Download all of my files from Plone

angelawong · August 4, 2023, 7:34pm

I am trying to download all my files from Plone as we are planning on migrating the documents to another CMS. I have set up my WebDav and could connect to the Plone site but I cannot find the documents (PDF, DOC, XLS, PPT, etc.) anywhere. Am I looking the wrong place or using an incorrect tool to download my documents? I can see the different folders that we have created for our different divisions but cannot find any of the documents.

Please advise. Any help would be most appreciated.

Thanks so much,
Angela

dieter · August 4, 2023, 9:12pm

Angela Wong via Plone Community wrote at 2023-8-4 19:44 +0000:

I am trying to download all my files from Plone as we are planning on migrating the documents to another CMS. I have set up my WebDav and could connect to the Plone site but I cannot find the documents (PDF, DOC, XLS, PPT, etc.) anywhere. Am I looking the wrong place or using an incorrect tool to download my documents? I can see the different folders that we have created for our different divisions but cannot find any of the documents.

You are looking at the right places: if a folder
(called "Collection" by WebDAV)
contains a content object,
then the content object should show up below the folder in the WebDAV view
as well.

However, WebDAV discovers only content objects marked as
WebDAV resources (via the attribute __dav_resource__).
Maybe, this property is missing for the objects you do not see.
Furthermore, folders can override the method listDAVObjects, e.g.
to exclude some of their objects from the WebDAV view.

The content hierarchy is discovered via the WebDAV PropFind command,
implemented in webdav.davcmds.PropFind.apply.
You might want to debug this function to learn why you do not see
the expected result.

zopyx · August 5, 2023, 5:35am

We have well-working solutions for exports:

collective.exportimport
plone.restapi

angelawong · August 7, 2023, 8:27pm

Andreas, thank you.

I tried to install collectiveexportimport but I keep getting an error. I am using Plone 5.1

eggs +=
   collective.exportimport
   plone.restapi

zcml =
  collective.exportimport

Error message:
Installing client1.
Couldn't find index page for 'collective.exportimport' (maybe misspelled?)
Getting distribution for 'collective.exportimport'.
Couldn't find index page for 'collective.exportimport' (maybe misspelled?)
While:
  Installing client1.
  Getting distribution for 'collective.exportimport'.
Error: Couldn't find a distribution for 'collective.exportimport'.

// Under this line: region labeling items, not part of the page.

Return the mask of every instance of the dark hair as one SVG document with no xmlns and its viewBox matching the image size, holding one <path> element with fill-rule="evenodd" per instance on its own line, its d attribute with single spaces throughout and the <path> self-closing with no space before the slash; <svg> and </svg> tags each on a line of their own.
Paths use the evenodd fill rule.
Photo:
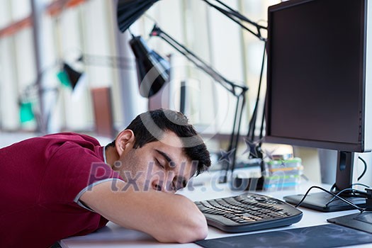
<svg viewBox="0 0 372 248">
<path fill-rule="evenodd" d="M 165 131 L 173 132 L 181 138 L 186 157 L 197 163 L 196 175 L 207 171 L 210 166 L 210 156 L 205 144 L 181 113 L 169 109 L 147 111 L 137 115 L 126 129 L 135 134 L 135 149 L 159 140 Z M 115 146 L 115 140 L 108 145 L 113 145 Z"/>
</svg>

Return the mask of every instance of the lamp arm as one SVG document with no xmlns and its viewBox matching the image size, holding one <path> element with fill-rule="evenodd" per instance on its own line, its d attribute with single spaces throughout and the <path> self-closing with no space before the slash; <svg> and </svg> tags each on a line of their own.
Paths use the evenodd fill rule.
<svg viewBox="0 0 372 248">
<path fill-rule="evenodd" d="M 125 69 L 133 69 L 133 64 L 135 62 L 134 60 L 125 57 L 88 54 L 81 54 L 77 60 L 89 65 L 106 66 Z"/>
<path fill-rule="evenodd" d="M 247 30 L 248 32 L 249 32 L 250 33 L 252 33 L 252 35 L 254 35 L 254 36 L 258 38 L 260 40 L 266 41 L 267 39 L 264 38 L 264 37 L 262 37 L 262 35 L 261 34 L 261 29 L 267 29 L 266 27 L 262 26 L 255 23 L 255 22 L 249 20 L 248 18 L 245 17 L 244 16 L 242 15 L 240 13 L 239 13 L 237 11 L 235 11 L 235 10 L 232 9 L 232 8 L 229 7 L 227 5 L 226 5 L 225 4 L 222 3 L 220 0 L 215 0 L 215 1 L 217 1 L 218 3 L 221 4 L 225 8 L 227 9 L 227 10 L 224 9 L 223 8 L 221 8 L 221 7 L 220 7 L 220 6 L 215 5 L 215 4 L 212 4 L 208 0 L 202 0 L 202 1 L 205 1 L 210 7 L 214 8 L 216 10 L 218 10 L 218 11 L 220 11 L 220 13 L 222 13 L 223 15 L 225 15 L 225 16 L 229 18 L 230 20 L 234 21 L 235 23 L 238 24 L 242 28 L 243 28 L 244 29 L 245 29 L 246 30 Z M 249 23 L 251 25 L 253 25 L 254 27 L 256 27 L 257 32 L 255 33 L 254 31 L 252 31 L 249 28 L 247 27 L 243 23 L 242 23 L 239 21 L 239 20 L 245 21 L 245 22 L 247 22 L 247 23 Z"/>
<path fill-rule="evenodd" d="M 184 55 L 188 60 L 193 62 L 197 67 L 209 74 L 213 79 L 220 83 L 225 89 L 231 92 L 235 96 L 238 96 L 239 94 L 237 93 L 236 89 L 240 89 L 241 92 L 245 92 L 248 88 L 245 86 L 236 84 L 235 83 L 227 79 L 225 77 L 218 73 L 215 69 L 206 64 L 203 60 L 198 57 L 193 52 L 187 49 L 184 45 L 177 42 L 176 40 L 169 36 L 167 33 L 163 31 L 157 25 L 154 26 L 150 33 L 150 36 L 157 36 L 169 44 L 181 54 Z"/>
</svg>

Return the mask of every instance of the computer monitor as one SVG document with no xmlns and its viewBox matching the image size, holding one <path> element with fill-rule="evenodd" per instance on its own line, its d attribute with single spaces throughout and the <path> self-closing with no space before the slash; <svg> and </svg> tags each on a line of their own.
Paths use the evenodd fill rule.
<svg viewBox="0 0 372 248">
<path fill-rule="evenodd" d="M 372 9 L 368 0 L 290 0 L 268 11 L 266 140 L 338 151 L 336 191 L 372 148 Z M 285 199 L 298 202 L 302 195 Z M 353 208 L 313 193 L 301 205 Z M 366 200 L 351 197 L 361 205 Z"/>
</svg>

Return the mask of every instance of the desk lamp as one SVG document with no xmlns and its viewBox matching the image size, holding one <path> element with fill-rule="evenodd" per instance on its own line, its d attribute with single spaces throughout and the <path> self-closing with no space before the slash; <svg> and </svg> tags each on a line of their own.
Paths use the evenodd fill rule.
<svg viewBox="0 0 372 248">
<path fill-rule="evenodd" d="M 118 1 L 118 25 L 119 29 L 121 32 L 125 31 L 137 18 L 139 18 L 147 10 L 148 10 L 155 2 L 158 0 L 119 0 Z M 250 33 L 253 34 L 260 40 L 262 40 L 265 43 L 266 39 L 263 38 L 261 33 L 262 29 L 266 29 L 266 27 L 261 26 L 252 21 L 250 21 L 247 17 L 244 16 L 238 11 L 231 9 L 227 5 L 225 4 L 220 0 L 215 0 L 218 4 L 213 4 L 211 1 L 209 0 L 202 0 L 205 1 L 210 7 L 215 9 L 221 13 L 224 14 L 225 16 L 229 18 L 230 20 L 235 22 L 237 24 L 239 25 L 242 28 L 247 30 Z M 247 23 L 253 26 L 256 30 L 252 30 L 248 28 L 244 23 Z M 233 123 L 232 132 L 230 135 L 230 140 L 229 145 L 229 151 L 231 151 L 232 153 L 232 168 L 231 170 L 234 170 L 235 161 L 236 161 L 236 148 L 237 147 L 239 136 L 239 129 L 240 129 L 240 123 L 241 117 L 242 113 L 243 106 L 245 102 L 245 92 L 248 89 L 247 87 L 243 86 L 239 86 L 234 84 L 233 82 L 227 80 L 224 77 L 220 75 L 211 67 L 205 63 L 202 60 L 198 57 L 195 54 L 188 50 L 184 45 L 176 41 L 168 34 L 164 33 L 161 30 L 158 26 L 155 26 L 150 33 L 151 36 L 158 36 L 162 40 L 165 40 L 171 46 L 175 48 L 177 51 L 181 53 L 183 55 L 186 57 L 191 62 L 196 65 L 198 68 L 201 69 L 205 73 L 208 74 L 215 81 L 220 83 L 225 89 L 232 93 L 235 97 L 237 97 L 237 107 L 235 109 L 235 120 Z M 131 40 L 131 45 L 133 49 L 133 43 L 135 43 L 136 40 L 139 40 L 139 38 L 133 37 L 133 39 Z M 143 55 L 145 55 L 145 54 Z M 138 60 L 137 60 L 138 61 Z M 261 75 L 263 72 L 263 67 L 264 64 L 264 56 L 262 62 L 262 69 Z M 261 79 L 260 78 L 260 85 L 261 85 Z M 143 77 L 139 77 L 140 81 Z M 151 87 L 151 86 L 147 86 L 147 88 Z M 239 90 L 239 92 L 237 92 Z M 251 129 L 254 128 L 254 125 L 252 123 L 256 123 L 257 120 L 257 106 L 258 101 L 256 102 L 256 106 L 254 108 L 254 114 L 252 115 L 252 118 L 249 122 L 249 133 L 252 133 Z M 253 135 L 254 136 L 254 135 Z M 256 147 L 254 147 L 256 149 Z M 252 148 L 251 148 L 251 150 Z M 254 154 L 257 154 L 257 151 L 254 151 Z M 230 159 L 229 159 L 230 160 Z M 230 163 L 225 167 L 226 174 L 222 179 L 222 182 L 227 181 L 227 172 L 230 170 Z"/>
</svg>

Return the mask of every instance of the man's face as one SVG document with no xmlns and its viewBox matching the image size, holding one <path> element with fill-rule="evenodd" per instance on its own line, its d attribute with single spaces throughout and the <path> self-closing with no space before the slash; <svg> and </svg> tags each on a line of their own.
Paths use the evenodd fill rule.
<svg viewBox="0 0 372 248">
<path fill-rule="evenodd" d="M 174 193 L 186 186 L 196 169 L 184 154 L 180 138 L 172 132 L 141 148 L 134 149 L 130 144 L 119 161 L 121 177 L 139 191 Z"/>
</svg>

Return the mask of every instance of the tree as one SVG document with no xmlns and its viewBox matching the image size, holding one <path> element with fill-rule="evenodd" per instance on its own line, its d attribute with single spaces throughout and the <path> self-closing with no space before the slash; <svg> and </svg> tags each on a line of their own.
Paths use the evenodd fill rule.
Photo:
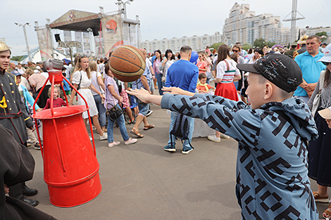
<svg viewBox="0 0 331 220">
<path fill-rule="evenodd" d="M 322 36 L 327 37 L 327 34 L 325 32 L 318 32 L 318 33 L 315 34 L 315 35 L 317 35 L 317 36 L 319 36 L 319 37 L 322 37 Z"/>
<path fill-rule="evenodd" d="M 222 44 L 224 44 L 223 42 L 219 42 L 219 43 L 215 43 L 215 44 L 213 44 L 213 45 L 211 45 L 211 46 L 209 46 L 211 48 L 213 48 L 214 49 L 218 49 L 218 47 L 222 45 Z"/>
<path fill-rule="evenodd" d="M 249 49 L 250 49 L 251 48 L 252 48 L 253 46 L 251 46 L 251 44 L 249 43 L 244 43 L 244 44 L 242 44 L 242 48 L 245 51 L 248 51 Z"/>
<path fill-rule="evenodd" d="M 24 56 L 12 56 L 11 58 L 11 60 L 14 60 L 14 61 L 20 62 L 23 60 L 23 58 L 24 58 Z"/>
<path fill-rule="evenodd" d="M 261 48 L 262 48 L 264 45 L 267 45 L 268 47 L 272 47 L 275 44 L 276 44 L 276 43 L 269 41 L 267 41 L 263 38 L 259 38 L 254 41 L 254 46 L 259 47 Z"/>
<path fill-rule="evenodd" d="M 268 41 L 266 44 L 267 44 L 268 46 L 269 46 L 269 47 L 272 47 L 273 46 L 276 44 L 276 43 L 273 42 L 273 41 Z"/>
<path fill-rule="evenodd" d="M 321 41 L 327 38 L 327 34 L 325 32 L 318 32 L 315 35 L 319 36 Z"/>
<path fill-rule="evenodd" d="M 254 41 L 254 47 L 263 48 L 266 45 L 266 41 L 263 38 L 257 39 Z"/>
</svg>

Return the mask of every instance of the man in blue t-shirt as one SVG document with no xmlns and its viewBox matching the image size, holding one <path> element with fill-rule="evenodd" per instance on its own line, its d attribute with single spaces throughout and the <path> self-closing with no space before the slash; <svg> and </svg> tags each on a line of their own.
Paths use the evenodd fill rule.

Please advise. Thanks so much.

zopyx · August 8, 2023, 4:14am

Works for me

espenmn · August 8, 2023, 11:40am

Maybe you could just download the documents with 'wget' ?
Maybe make a collection showing all you files and download from there.

wget can also download all links in a sitemap (to download just pdfs, the syntax is something like

wget -A pdf

( google something like: download all files linked from a single page using wget AND wget parse sitemap.xml )

yurj · August 8, 2023, 12:43pm

Hi!

for older versions of Plone, you can use this scripts (you need External Methods)

extract_folder.py

import os
import base64

try:
    import json
except ImportError:
    # Python 2.54 / Plone 3.3 use simplejson
    # version 2.3.3
    import simplejson as json

from Products.Five.browser import BrowserView
from Products.CMFCore.interfaces import IFolderish
from DateTime import DateTime

#: Private attributes we add to the export list
EXPORT_ATTRIBUTES = ["portal_type", "id"]

#: Do we dump out binary data... default we do, but can be controlled with env var
# EXPORT_BINARY = os.getenv("EXPORT_BINARY", None)
EXPORT_BINARY = "true"
if EXPORT_BINARY:
    EXPORT_BINARY = EXPORT_BINARY == "true"
else:
    EXPORT_BINARY = True


class ExportFolderAsJSON(BrowserView):
    """
    Exports the current context folder Archetypes as JSON.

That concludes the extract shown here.